I'm maintaining some stored procedures in an Oracle 11g RAC environment that are part of the pipeline of steps for data-interchange with other systems. One in particular has been producing duplicate records. Files get loaded into a set of staging-tables by an ETL job, which then calls this stored procedure, which has no parameters (except an OUT parameter that gets ignored by the calling ETL code, but that's another issue). The body of the procedure starts with a statement like
For I in ( SELECT * from SOME_STAGING_TABLE where status = 'NEW' order by X_ID) LOOP
However, the ETL job that calls this is in turn called by another ETL job that finds all "files" that haven't been processed and calls it, once per file, in parallel. I think what's happening is:
- Master ETL job runs, finds two files, invokes two worker jobs
- Worker ETL job A runs, gets through first phase
- Worker ETL job B runs, gets through first phase
- Worker ETL job A invokes stored procedure
- Stored procedure A' gets two files' worth of records to process
- Worker ETL job B invokes stored procedure
- Stored procedure B' gets two files' worth of records to process
One solution might be to enforce serialization in the ETL service. Another might be to change the calling-convention of the stored procedure so it takes a file ID as a parmeter. However, let's say I need to do it in the database. Is there any way to set up a stored procedure so that only one connection can be executing a designated block of code inside it at a time?

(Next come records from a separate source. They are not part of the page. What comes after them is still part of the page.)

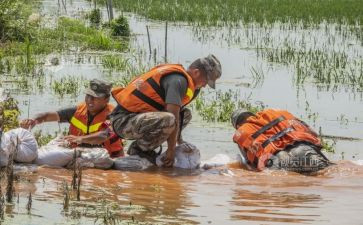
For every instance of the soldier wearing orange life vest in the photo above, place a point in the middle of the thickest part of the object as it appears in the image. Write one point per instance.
(276, 139)
(88, 120)
(151, 109)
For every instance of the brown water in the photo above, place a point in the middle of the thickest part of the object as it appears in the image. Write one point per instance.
(173, 196)
(334, 196)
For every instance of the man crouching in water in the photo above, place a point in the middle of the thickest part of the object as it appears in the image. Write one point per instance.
(275, 139)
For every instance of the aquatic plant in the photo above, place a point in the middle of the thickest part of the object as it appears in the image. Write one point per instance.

(In C or Java this would be called a "mutex" or "synchronized block", and I know MySQL has a "LOCK TABLES" statement that could be used for that purpose; does Oracle 11g have anything like that?)
3 Answers 3
Oracle has several locking mechanisms that you can use to serialize operations:
- You could create a single-row table that is locked at the beginning of the procedure. The lock will be locked until the transaction ends (commit/rollback).
- You could request a lock with
DBMS_LOCK.request
. This lock can be maintained for the duration of the session or until you callDBMS_LOCK.release
. This lock can be maintained across commits.
Example of serialization using DBMS_LOCK
:
SQL> CREATE OR REPLACE PROCEDURE serial IS
2 l_lock_handle VARCHAR2(128 BYTE);
3 l_lock_request INTEGER;
4 BEGIN
5 dbms_lock.allocate_unique(lockname=> 'MY_SERIAL_PROC', lockhandle => l_lock_handle);
6 LOOP
7 l_lock_request := dbms_lock.request(lockhandle => l_lock_handle,
8 timeout => 5,
9 release_on_commit => FALSE);
10 CASE l_lock_request
11 WHEN 0 THEN
12 EXIT; -- success
13 WHEN 1 THEN
14 dbms_output.put_line('lock already reserved, wait...');
15 dbms_lock.sleep(5); -- sleep 5 seconds before retrying
16 ELSE
17 raise_application_error(-20001, 'Lock error: ' || l_lock_request);
18 END CASE; --
19 END LOOP;
20 ----------------------------------------
21 -- serialized block of code --
22 -- (lock will be kept accross commit) --
23 ----------------------------------------
24 dbms_lock.sleep(30);
25 ----------------------------------------
26 -- End of serialized code --
27 ----------------------------------------
28 l_lock_request := dbms_lock.release(lockhandle => l_lock_handle);
29 END;
30 /
Procedure created
Only one session can run this procedure at the same time:
session1> exec serial;
session2> exec serial;
lock already reserved, wait...
lock already reserved, wait...
lock already reserved, wait...
PL/SQL procedure successfully completed
PL/SQL procedure successfully completed.
Looks like the standard way to do this on Oracle is the DBMS_LOCK package, as discussed in a previous question. Full documentation is available from Oracle.
By using the DBMS_LOCK, we cannot guarantee that only one session will pass through. I have observed that when multiple sessions request for a lock simultaneously, there is a greater chance that more than one session will get into the procedure.
One full proof method to allow only one worker to get into is that - in the beginning, run a query on fnd_concurrent_requests to identify the MIN(request_id) for the concurrent_program_id which are currently running, and set an acquire_lock flag for only this minimum request_id.
As all the requests will be triggered sequentially, therefore only one request will have this acquire_lock flag as Y.